I think a new belt might help enjoy.


----------



## sillac

You might try a link belt and maybe good new pulleys. I put them on my table saw and it really helped. Look at 
http://www.in-lineindustries.com/index.html


----------



## craftsman on the lake

I have the identical sander minus the stand. Purchased it in 1976. It's still my goto sander to this day. The bearings are getting a little noisy but they turn slowly in comparison to other machines so I'll let them go till the screech. No vibration. Like a table saw I'd say a new belt should make a world of difference. I make a lot of use of the round rollers on the ends for lots of sanding on inside curves. Also, if you put a really low grit paper on it you can actually get it to act like a draw knife. I've used mine to almost completely take the wood down when making guitar necks, right down to the curve into the heel.


----------



## BilltheDiver

I was given the same model by a friend once and it is still in use in my shop. I hang a gum belt cleaner on a bungee on the stand to make unclogging the belt easy. I would hate to be without that sander.


----------



## RiverWood

try adding a bottom shelf and sand to dampen things. I have had good luck with bundles of roofing shingles as well. Adding a bottom shelf may be enough to dampen vibration. I hate to add anything to a con's statement who stole from lumberjocks but like to help when I can. The best thing would be bags of lead shot but I'm sure that's not politically correct


----------



## RibsBrisket4me

Nice score. The base is the exact same base that came with my Craftsman 113.xxxxx table saw.

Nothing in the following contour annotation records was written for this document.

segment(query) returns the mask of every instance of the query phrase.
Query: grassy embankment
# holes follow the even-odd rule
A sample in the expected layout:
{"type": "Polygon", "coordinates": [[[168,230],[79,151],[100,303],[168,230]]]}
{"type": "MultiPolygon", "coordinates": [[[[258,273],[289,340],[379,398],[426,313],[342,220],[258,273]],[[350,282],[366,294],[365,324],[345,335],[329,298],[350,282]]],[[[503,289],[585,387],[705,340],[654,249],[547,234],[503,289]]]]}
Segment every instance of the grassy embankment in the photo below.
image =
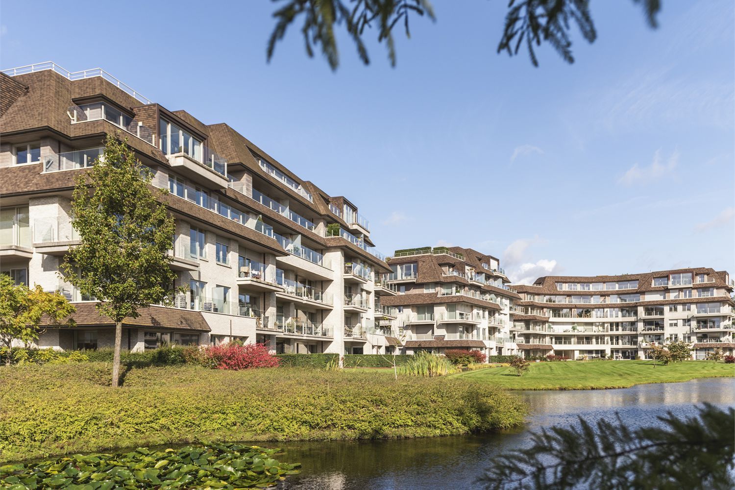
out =
{"type": "Polygon", "coordinates": [[[115,389],[110,370],[0,367],[0,461],[196,439],[463,434],[518,425],[526,411],[516,397],[461,378],[176,366],[132,369],[115,389]]]}
{"type": "Polygon", "coordinates": [[[653,361],[567,361],[532,362],[523,376],[509,367],[496,367],[450,377],[506,389],[600,389],[725,376],[735,376],[735,364],[689,361],[654,367],[653,361]]]}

Get a link belt and see if that does the trick.

Congrats!


----------



## dhazelton

I echo the base weight idea. Or build it a new mobile base with some space underneath to hold belts and discs and other sanding supplies.


----------



## bvdon

I just bought the same model, 1977 seems to be the year. Paid $75… and it is not only in really nice shape, but seems the pedestal is modified. It has steel base and stand… done by a pro.


----------